Paprocki addressed Martin, DeBernardo and other naysayers both in his column and in an interview published by The Catholic World Report June 28. In the interview Paprocki states that he was surprised by the attention the decree received as it is "a rather straightforward application of existing Church teaching and canon law." He also said he has "received many supportive comments and assurances of prayer," including "positive reactions" from the priests in the diocese.
When the online news magazine asked about Martin's Facebook post, Paprocki said, "Father Martin gets a lot wrong in those remarks."
"Everyone is a sinner, but not everyone is living an immoral lifestyle.

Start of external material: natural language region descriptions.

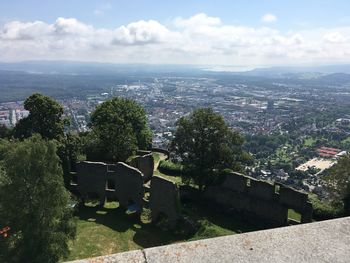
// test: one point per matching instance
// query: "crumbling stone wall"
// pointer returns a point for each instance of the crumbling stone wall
(260, 199)
(128, 185)
(164, 199)
(145, 163)
(93, 179)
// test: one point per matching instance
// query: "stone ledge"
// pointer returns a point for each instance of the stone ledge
(327, 241)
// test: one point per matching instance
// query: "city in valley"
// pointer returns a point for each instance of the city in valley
(296, 124)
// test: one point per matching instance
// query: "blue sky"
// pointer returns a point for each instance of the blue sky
(292, 14)
(239, 24)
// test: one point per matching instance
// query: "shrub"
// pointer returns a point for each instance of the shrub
(323, 210)
(170, 168)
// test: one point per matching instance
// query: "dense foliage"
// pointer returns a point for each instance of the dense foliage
(170, 168)
(206, 145)
(34, 203)
(119, 128)
(339, 180)
(45, 118)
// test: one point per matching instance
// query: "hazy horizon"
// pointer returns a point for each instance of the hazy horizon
(224, 33)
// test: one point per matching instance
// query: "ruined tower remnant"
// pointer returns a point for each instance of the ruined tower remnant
(164, 200)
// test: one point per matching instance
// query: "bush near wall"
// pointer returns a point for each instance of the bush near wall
(323, 210)
(170, 168)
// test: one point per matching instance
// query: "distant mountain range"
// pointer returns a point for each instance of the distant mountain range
(91, 68)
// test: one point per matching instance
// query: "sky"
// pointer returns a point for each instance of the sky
(197, 32)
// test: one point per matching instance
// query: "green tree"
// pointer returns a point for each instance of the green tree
(4, 132)
(45, 118)
(119, 128)
(340, 179)
(34, 203)
(206, 145)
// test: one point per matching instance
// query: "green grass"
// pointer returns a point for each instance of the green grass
(347, 140)
(175, 179)
(156, 157)
(309, 141)
(292, 214)
(108, 230)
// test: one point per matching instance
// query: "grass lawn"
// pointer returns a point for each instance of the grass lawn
(108, 230)
(175, 179)
(309, 141)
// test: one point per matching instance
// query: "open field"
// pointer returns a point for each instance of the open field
(110, 230)
(318, 163)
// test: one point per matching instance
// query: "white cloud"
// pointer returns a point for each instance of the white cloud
(199, 39)
(334, 37)
(269, 18)
(102, 9)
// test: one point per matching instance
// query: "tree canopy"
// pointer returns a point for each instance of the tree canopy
(340, 179)
(34, 203)
(206, 145)
(45, 118)
(118, 128)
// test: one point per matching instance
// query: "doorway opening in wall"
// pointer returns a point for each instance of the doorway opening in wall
(110, 185)
(293, 217)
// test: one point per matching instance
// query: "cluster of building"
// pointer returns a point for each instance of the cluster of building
(11, 113)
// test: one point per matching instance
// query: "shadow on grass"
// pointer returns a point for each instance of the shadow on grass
(208, 221)
(146, 234)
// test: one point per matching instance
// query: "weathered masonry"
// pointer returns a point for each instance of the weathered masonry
(164, 200)
(126, 184)
(251, 197)
(238, 193)
(119, 182)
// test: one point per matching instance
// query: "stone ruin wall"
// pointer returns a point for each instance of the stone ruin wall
(164, 200)
(238, 193)
(145, 163)
(117, 182)
(125, 184)
(255, 198)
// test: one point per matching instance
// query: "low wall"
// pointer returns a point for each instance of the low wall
(255, 198)
(164, 200)
(326, 241)
(145, 163)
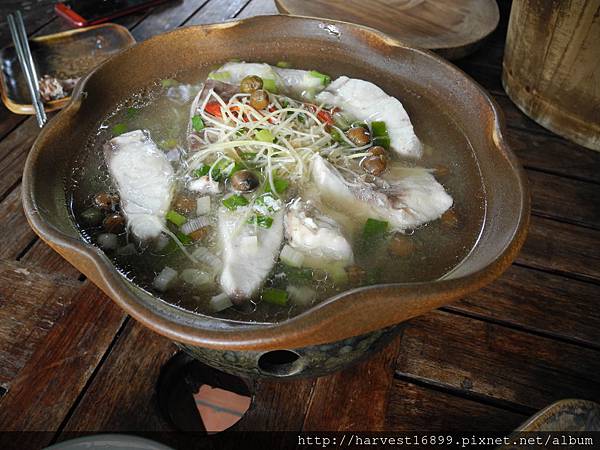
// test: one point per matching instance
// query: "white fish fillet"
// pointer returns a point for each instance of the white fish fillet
(144, 179)
(315, 234)
(406, 202)
(246, 267)
(363, 100)
(294, 82)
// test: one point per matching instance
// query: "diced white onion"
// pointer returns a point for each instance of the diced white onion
(291, 257)
(202, 205)
(248, 244)
(127, 250)
(301, 295)
(219, 302)
(164, 279)
(108, 241)
(194, 224)
(195, 277)
(204, 185)
(203, 255)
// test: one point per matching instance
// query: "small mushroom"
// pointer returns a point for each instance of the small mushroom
(374, 165)
(449, 219)
(259, 99)
(106, 201)
(359, 136)
(250, 84)
(377, 150)
(184, 204)
(114, 223)
(244, 181)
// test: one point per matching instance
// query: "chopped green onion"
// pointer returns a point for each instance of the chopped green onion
(168, 82)
(264, 136)
(336, 136)
(247, 156)
(220, 76)
(378, 129)
(236, 168)
(268, 202)
(380, 134)
(118, 129)
(275, 296)
(261, 221)
(175, 218)
(184, 238)
(374, 228)
(280, 185)
(269, 85)
(325, 79)
(197, 123)
(234, 201)
(169, 143)
(202, 171)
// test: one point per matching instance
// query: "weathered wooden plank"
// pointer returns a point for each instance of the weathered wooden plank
(48, 385)
(277, 406)
(572, 201)
(167, 17)
(356, 398)
(30, 304)
(541, 302)
(13, 227)
(554, 154)
(259, 8)
(217, 11)
(416, 408)
(562, 248)
(493, 362)
(44, 259)
(121, 398)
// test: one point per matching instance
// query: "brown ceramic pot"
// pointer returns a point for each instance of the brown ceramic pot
(354, 322)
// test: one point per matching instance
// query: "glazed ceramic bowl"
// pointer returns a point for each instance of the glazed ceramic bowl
(352, 324)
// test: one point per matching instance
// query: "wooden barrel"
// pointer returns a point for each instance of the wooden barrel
(551, 67)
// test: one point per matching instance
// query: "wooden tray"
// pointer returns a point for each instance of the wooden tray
(69, 54)
(452, 28)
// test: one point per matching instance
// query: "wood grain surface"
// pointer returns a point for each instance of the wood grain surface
(73, 363)
(551, 66)
(453, 28)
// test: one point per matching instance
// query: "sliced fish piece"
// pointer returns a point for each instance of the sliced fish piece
(406, 202)
(204, 185)
(295, 82)
(363, 100)
(247, 262)
(145, 180)
(315, 234)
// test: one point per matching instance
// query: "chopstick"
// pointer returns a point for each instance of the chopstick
(19, 37)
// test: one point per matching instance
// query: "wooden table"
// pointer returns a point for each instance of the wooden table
(71, 360)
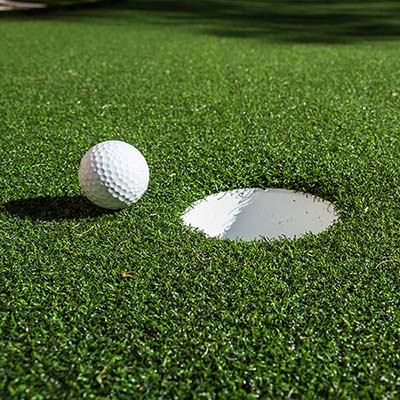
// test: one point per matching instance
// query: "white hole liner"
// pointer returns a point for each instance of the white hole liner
(254, 214)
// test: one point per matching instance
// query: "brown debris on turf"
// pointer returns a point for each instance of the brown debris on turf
(7, 5)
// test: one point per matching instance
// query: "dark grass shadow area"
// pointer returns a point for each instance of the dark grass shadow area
(333, 21)
(288, 20)
(48, 208)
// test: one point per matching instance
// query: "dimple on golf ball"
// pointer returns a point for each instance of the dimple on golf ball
(113, 174)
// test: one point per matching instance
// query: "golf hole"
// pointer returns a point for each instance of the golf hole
(257, 214)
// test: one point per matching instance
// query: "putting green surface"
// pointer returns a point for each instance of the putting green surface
(132, 304)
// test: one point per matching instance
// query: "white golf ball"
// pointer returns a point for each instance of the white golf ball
(113, 174)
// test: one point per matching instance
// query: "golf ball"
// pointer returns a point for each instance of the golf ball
(113, 174)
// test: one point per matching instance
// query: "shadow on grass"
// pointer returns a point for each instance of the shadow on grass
(305, 21)
(49, 208)
(287, 20)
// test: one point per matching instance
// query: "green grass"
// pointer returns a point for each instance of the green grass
(198, 318)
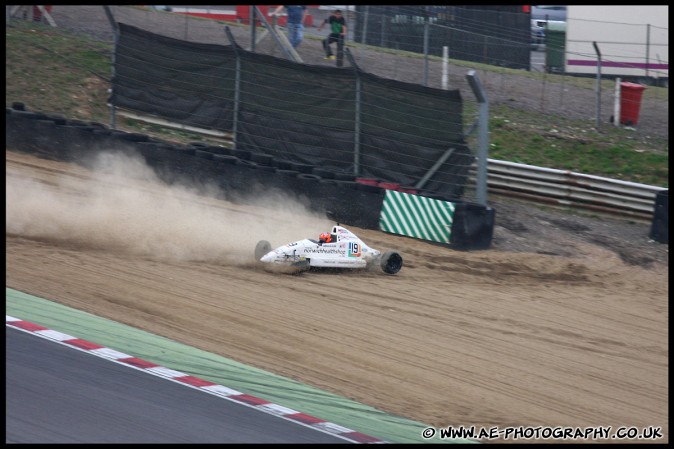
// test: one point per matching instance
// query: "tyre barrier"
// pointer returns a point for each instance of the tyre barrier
(282, 164)
(203, 154)
(217, 150)
(225, 158)
(239, 172)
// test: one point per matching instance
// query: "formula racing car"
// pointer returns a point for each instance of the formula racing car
(340, 248)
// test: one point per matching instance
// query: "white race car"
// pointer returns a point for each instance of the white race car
(338, 249)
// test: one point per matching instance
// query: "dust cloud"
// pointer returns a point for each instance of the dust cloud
(121, 205)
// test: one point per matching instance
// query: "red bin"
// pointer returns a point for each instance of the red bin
(630, 103)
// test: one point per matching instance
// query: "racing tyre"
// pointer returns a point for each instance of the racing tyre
(262, 248)
(391, 262)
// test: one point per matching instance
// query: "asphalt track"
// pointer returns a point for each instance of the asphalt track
(56, 394)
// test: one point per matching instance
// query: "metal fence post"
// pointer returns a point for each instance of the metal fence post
(237, 88)
(483, 137)
(253, 28)
(445, 54)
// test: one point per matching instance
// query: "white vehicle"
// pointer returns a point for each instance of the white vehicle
(340, 248)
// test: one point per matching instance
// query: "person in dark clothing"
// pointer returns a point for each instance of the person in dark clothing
(337, 32)
(296, 16)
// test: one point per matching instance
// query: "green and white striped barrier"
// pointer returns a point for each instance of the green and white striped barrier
(417, 216)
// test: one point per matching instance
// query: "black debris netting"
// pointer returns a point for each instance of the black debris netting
(340, 119)
(184, 82)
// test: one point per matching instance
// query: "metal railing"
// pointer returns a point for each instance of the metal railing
(567, 188)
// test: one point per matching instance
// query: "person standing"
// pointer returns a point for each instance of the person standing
(295, 24)
(337, 32)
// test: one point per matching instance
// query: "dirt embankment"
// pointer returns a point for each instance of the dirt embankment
(562, 323)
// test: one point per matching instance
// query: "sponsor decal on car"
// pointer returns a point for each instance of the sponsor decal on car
(324, 251)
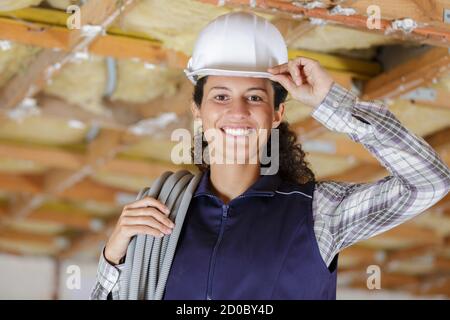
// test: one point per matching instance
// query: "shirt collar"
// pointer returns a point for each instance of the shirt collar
(265, 185)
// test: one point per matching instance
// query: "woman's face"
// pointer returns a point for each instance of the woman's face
(237, 114)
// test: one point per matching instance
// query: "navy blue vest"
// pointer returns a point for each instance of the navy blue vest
(261, 245)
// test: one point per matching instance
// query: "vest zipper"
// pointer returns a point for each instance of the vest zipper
(216, 247)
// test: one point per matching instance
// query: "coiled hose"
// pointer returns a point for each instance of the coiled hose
(148, 259)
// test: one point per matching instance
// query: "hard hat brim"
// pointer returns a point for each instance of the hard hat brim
(197, 74)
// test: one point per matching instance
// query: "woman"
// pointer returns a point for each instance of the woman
(249, 235)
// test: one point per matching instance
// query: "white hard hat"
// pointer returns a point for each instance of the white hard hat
(237, 44)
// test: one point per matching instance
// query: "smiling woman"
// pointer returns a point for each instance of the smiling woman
(249, 235)
(270, 97)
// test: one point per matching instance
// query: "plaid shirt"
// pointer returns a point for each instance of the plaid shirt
(345, 213)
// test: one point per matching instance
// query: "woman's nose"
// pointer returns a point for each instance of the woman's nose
(239, 109)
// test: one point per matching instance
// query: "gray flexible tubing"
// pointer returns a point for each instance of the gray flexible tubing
(148, 259)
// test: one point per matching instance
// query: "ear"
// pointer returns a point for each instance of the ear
(278, 116)
(195, 111)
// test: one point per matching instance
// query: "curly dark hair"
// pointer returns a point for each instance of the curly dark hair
(292, 164)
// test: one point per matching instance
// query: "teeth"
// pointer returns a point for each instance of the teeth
(238, 131)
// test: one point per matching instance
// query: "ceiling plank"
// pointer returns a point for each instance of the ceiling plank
(49, 61)
(410, 75)
(437, 34)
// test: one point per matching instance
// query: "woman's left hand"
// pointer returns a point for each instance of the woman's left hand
(304, 79)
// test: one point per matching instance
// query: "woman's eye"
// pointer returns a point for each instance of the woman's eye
(255, 98)
(220, 97)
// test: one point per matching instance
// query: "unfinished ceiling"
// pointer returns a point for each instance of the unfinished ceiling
(86, 117)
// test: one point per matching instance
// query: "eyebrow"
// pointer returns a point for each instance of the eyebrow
(249, 89)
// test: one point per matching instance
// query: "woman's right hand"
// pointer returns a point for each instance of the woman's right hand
(144, 216)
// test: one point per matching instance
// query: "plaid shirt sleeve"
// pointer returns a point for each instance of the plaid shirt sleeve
(345, 213)
(106, 287)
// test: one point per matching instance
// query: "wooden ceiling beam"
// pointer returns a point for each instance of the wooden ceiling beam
(48, 61)
(69, 160)
(86, 190)
(410, 75)
(437, 34)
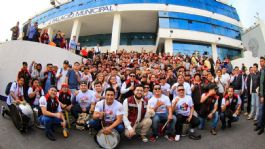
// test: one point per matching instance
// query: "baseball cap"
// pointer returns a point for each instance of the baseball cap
(66, 62)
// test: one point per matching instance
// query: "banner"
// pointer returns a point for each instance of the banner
(79, 13)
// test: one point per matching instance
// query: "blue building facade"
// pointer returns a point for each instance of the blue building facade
(205, 18)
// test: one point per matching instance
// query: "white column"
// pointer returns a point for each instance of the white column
(50, 33)
(169, 46)
(76, 29)
(214, 51)
(116, 30)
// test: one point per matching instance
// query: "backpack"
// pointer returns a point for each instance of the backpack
(8, 87)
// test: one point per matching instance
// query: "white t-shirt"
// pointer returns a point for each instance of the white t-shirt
(18, 91)
(61, 80)
(37, 97)
(85, 99)
(186, 86)
(163, 108)
(226, 78)
(239, 101)
(43, 103)
(111, 112)
(221, 83)
(165, 88)
(87, 78)
(184, 105)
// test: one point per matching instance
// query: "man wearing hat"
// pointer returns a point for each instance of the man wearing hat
(83, 101)
(209, 107)
(61, 74)
(52, 113)
(231, 107)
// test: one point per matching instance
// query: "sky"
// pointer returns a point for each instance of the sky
(12, 11)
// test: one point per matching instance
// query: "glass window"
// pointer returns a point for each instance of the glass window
(224, 52)
(189, 48)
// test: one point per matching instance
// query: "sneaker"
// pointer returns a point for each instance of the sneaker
(144, 139)
(170, 137)
(3, 111)
(229, 124)
(153, 138)
(50, 137)
(213, 132)
(177, 138)
(249, 118)
(65, 133)
(261, 131)
(257, 128)
(40, 126)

Since we are all sinners, we are all called to conversion and repentance. … Father Martin's comments do raise an important point with regard to other situations of grave sin and the reception of Holy Communion," Paprocki said.
"Speaking objectively, one can say, for example, that all those who have sexual relations outside of valid marriage, whether they are heterosexual or homosexual, should not receive Holy Communion unless they repent, go to confession and amend their lives. This includes the divorced and remarried without an annulment, as is well known from all the recent media attention on that issue."
Paprocki did want to clarify that the decree is not a "blanket condemnation of people who are gay and lesbian," saying that the letter does not focus on "LGBT people" but rather those in "so-called same-sex 'marriage.' "
"No one is ever denied the sacraments or Christian burial for simply having a homosexual orientation. Even someone who had entered into a same-sex 'marriage' can receive the sacraments and be given ecclesiastical funeral rites if they repent and renounce their 'marriage,' " said Paprocki.
*Editor's Note: This paragraph was updated.